The original postings on the Daily Kos purported to have evidence that the Governor was never pregnant with Trig, including photographs that seem to show her displaying no visible signs of being pregnant and others with Bristol showing, by contrast, a bump on her tummy.

Mr McCain's aides insisted yesterday he was aware of Bristol's pregnancy when he picked her mother last week and the decision to release the news yesterday was precisely designed to rebut the "mud-slinging and the lies".

It is hardly the first time that a nominee has had to cope with embarrassments coming from others in their family. Nor was it clear last night whether the news of such early motherhood for Bristol will appal conservative voters or appeal to them. She did not, after all, elect to abort.

The impression persists, meanwhile, that because Governor Palin only emerged as a serious contender for the vice-presidency in the final days of the search process last week, the normal vetting procedures may have been somewhat shortened and there are more rough edges to her than the McCain team realise. As reporters converge on Anchorage to root through Mrs Palin's political (if not personal) past, there is the potential for more substantial trouble.

Being highlighted already, for instance, is the role Mrs Palin played in encouraging her state to sue the US Interior Department after it placed polar bears on the endangered species act. She doesn't think they are endangered. "Adding them to the list is the wrong move," she said, because "there is insufficient evidence that polar bears are in danger of becoming extinct within the foreseeable future." That and her enthusiasm for drilling for oil almost anywhere could obscure Mr McCain's claim to be environmentally sensitive.

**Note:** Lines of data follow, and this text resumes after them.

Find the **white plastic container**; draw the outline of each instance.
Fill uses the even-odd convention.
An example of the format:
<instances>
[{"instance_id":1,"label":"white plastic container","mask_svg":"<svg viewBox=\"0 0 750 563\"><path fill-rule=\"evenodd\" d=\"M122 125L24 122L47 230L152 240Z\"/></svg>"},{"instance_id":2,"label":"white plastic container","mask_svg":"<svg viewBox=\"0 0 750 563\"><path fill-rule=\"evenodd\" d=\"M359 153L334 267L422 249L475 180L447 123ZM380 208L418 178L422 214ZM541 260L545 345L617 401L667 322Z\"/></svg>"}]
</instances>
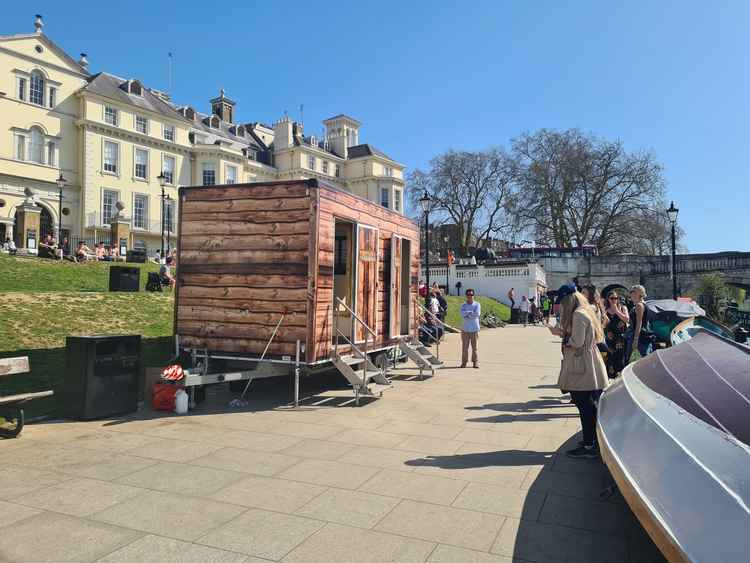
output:
<instances>
[{"instance_id":1,"label":"white plastic container","mask_svg":"<svg viewBox=\"0 0 750 563\"><path fill-rule=\"evenodd\" d=\"M187 414L188 411L188 394L184 389L180 389L174 396L174 412L177 414Z\"/></svg>"}]
</instances>

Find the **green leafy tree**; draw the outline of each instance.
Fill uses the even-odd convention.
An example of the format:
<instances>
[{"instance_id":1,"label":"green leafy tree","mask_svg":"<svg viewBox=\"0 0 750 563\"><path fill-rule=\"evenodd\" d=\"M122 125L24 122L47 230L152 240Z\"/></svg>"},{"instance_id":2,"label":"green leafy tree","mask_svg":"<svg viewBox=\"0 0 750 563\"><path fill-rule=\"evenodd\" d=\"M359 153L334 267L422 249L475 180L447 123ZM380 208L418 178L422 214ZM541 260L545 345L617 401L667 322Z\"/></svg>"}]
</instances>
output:
<instances>
[{"instance_id":1,"label":"green leafy tree","mask_svg":"<svg viewBox=\"0 0 750 563\"><path fill-rule=\"evenodd\" d=\"M706 314L712 318L719 318L719 304L729 296L729 287L724 276L719 273L706 274L693 290L693 294Z\"/></svg>"}]
</instances>

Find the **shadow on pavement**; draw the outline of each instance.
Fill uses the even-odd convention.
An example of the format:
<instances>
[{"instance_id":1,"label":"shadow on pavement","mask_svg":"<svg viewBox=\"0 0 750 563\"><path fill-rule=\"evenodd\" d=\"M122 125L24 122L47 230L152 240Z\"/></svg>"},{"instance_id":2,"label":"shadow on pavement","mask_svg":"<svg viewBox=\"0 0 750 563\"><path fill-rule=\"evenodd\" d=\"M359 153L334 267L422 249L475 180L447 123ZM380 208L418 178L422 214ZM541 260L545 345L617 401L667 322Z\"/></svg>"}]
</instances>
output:
<instances>
[{"instance_id":1,"label":"shadow on pavement","mask_svg":"<svg viewBox=\"0 0 750 563\"><path fill-rule=\"evenodd\" d=\"M555 452L532 479L519 519L509 519L498 537L499 551L513 560L538 563L664 563L620 495L600 460L565 456L579 435ZM533 460L539 452L527 452ZM533 463L533 461L532 461ZM534 469L529 475L534 475Z\"/></svg>"},{"instance_id":2,"label":"shadow on pavement","mask_svg":"<svg viewBox=\"0 0 750 563\"><path fill-rule=\"evenodd\" d=\"M467 422L544 422L556 418L578 418L577 413L555 412L555 409L568 408L557 398L534 399L525 403L490 403L476 407L466 407L469 411L503 411L503 414L468 418ZM518 414L515 414L518 413Z\"/></svg>"},{"instance_id":3,"label":"shadow on pavement","mask_svg":"<svg viewBox=\"0 0 750 563\"><path fill-rule=\"evenodd\" d=\"M543 465L555 452L534 452L528 450L498 450L455 455L430 455L412 459L406 465L418 467L440 467L442 469L472 469L476 467L512 467L521 465Z\"/></svg>"}]
</instances>

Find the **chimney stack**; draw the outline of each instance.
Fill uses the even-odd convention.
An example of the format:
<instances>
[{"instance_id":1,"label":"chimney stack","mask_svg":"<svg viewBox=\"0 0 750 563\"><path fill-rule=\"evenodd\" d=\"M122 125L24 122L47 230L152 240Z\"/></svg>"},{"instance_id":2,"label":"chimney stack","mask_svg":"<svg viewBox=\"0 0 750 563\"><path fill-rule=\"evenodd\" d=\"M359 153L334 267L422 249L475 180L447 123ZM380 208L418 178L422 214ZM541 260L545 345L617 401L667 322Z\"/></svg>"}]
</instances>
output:
<instances>
[{"instance_id":1,"label":"chimney stack","mask_svg":"<svg viewBox=\"0 0 750 563\"><path fill-rule=\"evenodd\" d=\"M36 16L34 16L34 29L37 33L41 33L43 27L44 22L42 21L42 16L41 14L37 14Z\"/></svg>"},{"instance_id":2,"label":"chimney stack","mask_svg":"<svg viewBox=\"0 0 750 563\"><path fill-rule=\"evenodd\" d=\"M83 70L89 69L89 60L86 58L86 53L81 53L81 58L78 59L78 64L83 67Z\"/></svg>"}]
</instances>

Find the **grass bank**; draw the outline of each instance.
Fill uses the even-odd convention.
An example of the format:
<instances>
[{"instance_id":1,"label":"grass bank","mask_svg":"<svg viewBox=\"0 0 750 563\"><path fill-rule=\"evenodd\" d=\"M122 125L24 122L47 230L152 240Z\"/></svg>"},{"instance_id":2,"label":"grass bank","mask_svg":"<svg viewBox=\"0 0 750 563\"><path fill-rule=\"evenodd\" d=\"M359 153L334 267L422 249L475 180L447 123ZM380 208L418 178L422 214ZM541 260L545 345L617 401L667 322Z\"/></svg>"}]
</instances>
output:
<instances>
[{"instance_id":1,"label":"grass bank","mask_svg":"<svg viewBox=\"0 0 750 563\"><path fill-rule=\"evenodd\" d=\"M109 293L111 263L73 264L0 255L0 357L28 356L30 374L0 378L0 395L52 389L57 396L27 405L27 416L60 413L65 338L140 334L144 365L166 362L172 351L174 299L165 293ZM156 264L141 268L141 288Z\"/></svg>"},{"instance_id":2,"label":"grass bank","mask_svg":"<svg viewBox=\"0 0 750 563\"><path fill-rule=\"evenodd\" d=\"M492 313L500 320L510 320L510 307L507 305L503 305L490 297L484 297L482 295L475 297L475 299L482 306L482 315ZM463 321L461 320L459 310L461 309L461 304L465 302L466 299L464 297L449 295L446 297L446 300L448 301L448 314L445 317L445 322L456 328L461 328Z\"/></svg>"}]
</instances>

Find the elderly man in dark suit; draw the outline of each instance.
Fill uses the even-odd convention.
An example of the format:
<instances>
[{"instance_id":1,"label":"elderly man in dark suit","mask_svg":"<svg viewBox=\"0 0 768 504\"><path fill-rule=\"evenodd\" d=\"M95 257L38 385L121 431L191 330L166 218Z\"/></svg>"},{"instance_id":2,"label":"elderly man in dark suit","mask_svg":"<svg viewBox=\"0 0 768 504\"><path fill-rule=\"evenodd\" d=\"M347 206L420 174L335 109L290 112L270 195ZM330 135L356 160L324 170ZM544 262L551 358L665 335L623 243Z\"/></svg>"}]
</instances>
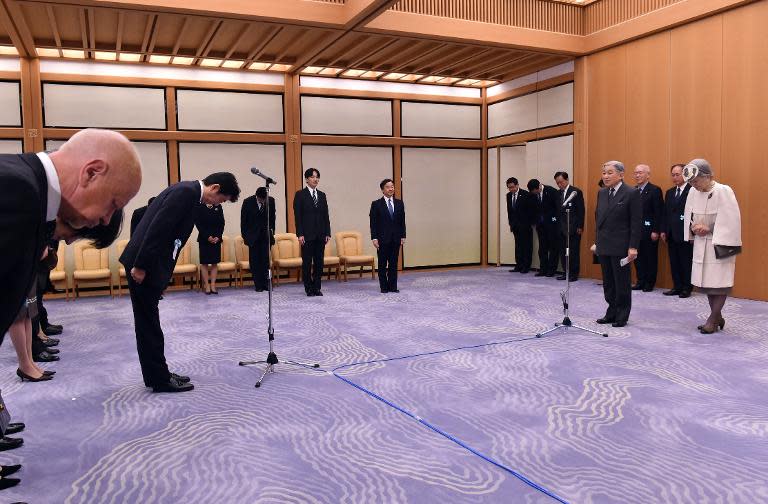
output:
<instances>
[{"instance_id":1,"label":"elderly man in dark suit","mask_svg":"<svg viewBox=\"0 0 768 504\"><path fill-rule=\"evenodd\" d=\"M0 155L0 341L37 278L47 223L106 224L140 185L139 155L114 131L79 131L50 154Z\"/></svg>"},{"instance_id":2,"label":"elderly man in dark suit","mask_svg":"<svg viewBox=\"0 0 768 504\"><path fill-rule=\"evenodd\" d=\"M608 303L598 324L624 327L632 309L632 275L628 262L637 257L642 224L640 192L624 183L624 165L603 165L605 187L597 194L595 253L603 271L603 293ZM628 261L622 264L624 261Z\"/></svg>"},{"instance_id":3,"label":"elderly man in dark suit","mask_svg":"<svg viewBox=\"0 0 768 504\"><path fill-rule=\"evenodd\" d=\"M304 180L307 186L296 191L293 197L296 236L301 244L301 274L307 296L322 296L320 279L323 276L325 244L331 239L331 219L325 193L317 189L320 171L307 168Z\"/></svg>"},{"instance_id":4,"label":"elderly man in dark suit","mask_svg":"<svg viewBox=\"0 0 768 504\"><path fill-rule=\"evenodd\" d=\"M672 165L672 187L664 198L664 218L661 224L661 240L667 243L669 265L672 269L672 289L665 296L690 297L691 268L693 266L693 242L685 240L685 202L691 186L683 178L683 165Z\"/></svg>"},{"instance_id":5,"label":"elderly man in dark suit","mask_svg":"<svg viewBox=\"0 0 768 504\"><path fill-rule=\"evenodd\" d=\"M383 197L371 203L371 241L379 259L381 293L400 292L397 288L397 258L405 243L405 205L395 198L395 183L384 179L379 184Z\"/></svg>"},{"instance_id":6,"label":"elderly man in dark suit","mask_svg":"<svg viewBox=\"0 0 768 504\"><path fill-rule=\"evenodd\" d=\"M512 272L525 274L531 269L535 203L515 177L507 179L507 220L509 230L515 236L515 267L510 270Z\"/></svg>"},{"instance_id":7,"label":"elderly man in dark suit","mask_svg":"<svg viewBox=\"0 0 768 504\"><path fill-rule=\"evenodd\" d=\"M149 208L149 205L152 204L152 201L154 201L155 197L152 196L149 198L149 201L147 201L147 204L143 207L139 207L136 210L133 211L131 214L131 236L133 236L133 233L136 232L136 228L139 227L139 222L141 222L141 218L144 217L144 214L147 213L147 208Z\"/></svg>"},{"instance_id":8,"label":"elderly man in dark suit","mask_svg":"<svg viewBox=\"0 0 768 504\"><path fill-rule=\"evenodd\" d=\"M637 249L637 284L633 290L651 292L656 286L659 270L659 233L664 214L661 188L651 184L651 167L640 164L635 167L636 189L640 192L643 206L643 226L640 234L640 248Z\"/></svg>"},{"instance_id":9,"label":"elderly man in dark suit","mask_svg":"<svg viewBox=\"0 0 768 504\"><path fill-rule=\"evenodd\" d=\"M571 185L568 180L568 173L559 171L555 173L555 183L560 188L560 197L558 201L557 221L560 225L560 260L563 264L563 274L557 277L558 280L565 280L565 252L566 247L570 255L570 274L569 281L575 282L579 279L579 261L581 260L581 233L584 230L584 194L581 189ZM571 200L572 193L576 193ZM568 201L568 204L564 203ZM566 210L570 209L570 227L568 226L568 216ZM569 244L570 243L570 244Z\"/></svg>"},{"instance_id":10,"label":"elderly man in dark suit","mask_svg":"<svg viewBox=\"0 0 768 504\"><path fill-rule=\"evenodd\" d=\"M189 377L168 370L158 301L173 276L179 252L192 233L195 207L234 202L239 195L237 179L227 172L166 188L149 205L120 256L128 272L141 374L144 385L154 392L185 392L194 388Z\"/></svg>"},{"instance_id":11,"label":"elderly man in dark suit","mask_svg":"<svg viewBox=\"0 0 768 504\"><path fill-rule=\"evenodd\" d=\"M267 207L269 207L269 223L267 223ZM245 198L243 208L240 210L240 234L248 245L248 265L256 292L269 289L267 277L269 247L275 243L276 216L275 198L270 196L269 205L267 205L266 187L259 187L255 195Z\"/></svg>"},{"instance_id":12,"label":"elderly man in dark suit","mask_svg":"<svg viewBox=\"0 0 768 504\"><path fill-rule=\"evenodd\" d=\"M560 205L558 205L557 189L542 184L538 179L531 179L528 181L528 191L536 203L534 221L536 234L539 237L539 272L536 276L553 277L560 258L558 253L560 229L557 224Z\"/></svg>"}]
</instances>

It could be, however, that her "clean-hands" reputation for challenging cronyism and corruption in Alaska which has been cited as one of the main qualities that appealed to Mr McCain, is about to be severely compromised by allegations surrounding the recent firing of Alaska's public safety commissioner.

Admittedly, it is a slightly obscure scandal, known locally as "Troopergate", involving charges that Mrs Palin sacked the commissioner, Walt Monegan, after he failed to respond to requests that he fire a state trooper who was divorced from Mrs Palin's sister. The state legislature has taken it seriously enough to hire an outside investigator.

Mrs Palin, 44, has declared herself innocent and the McCain camp is portraying the investigation as a small local irritant. "The bottom line is Governor Palin has a proven record championing transparency in government and we are confident in that," said a spokeswoman Maria Comella.

Some Democrats – and a few Republicans – think otherwise. "With this appointment, you've given an obscure investigation more national limelight than any grand jury," noted the Democratic consultant Dane Strother. "If they come down on her, what is McCain going to do?"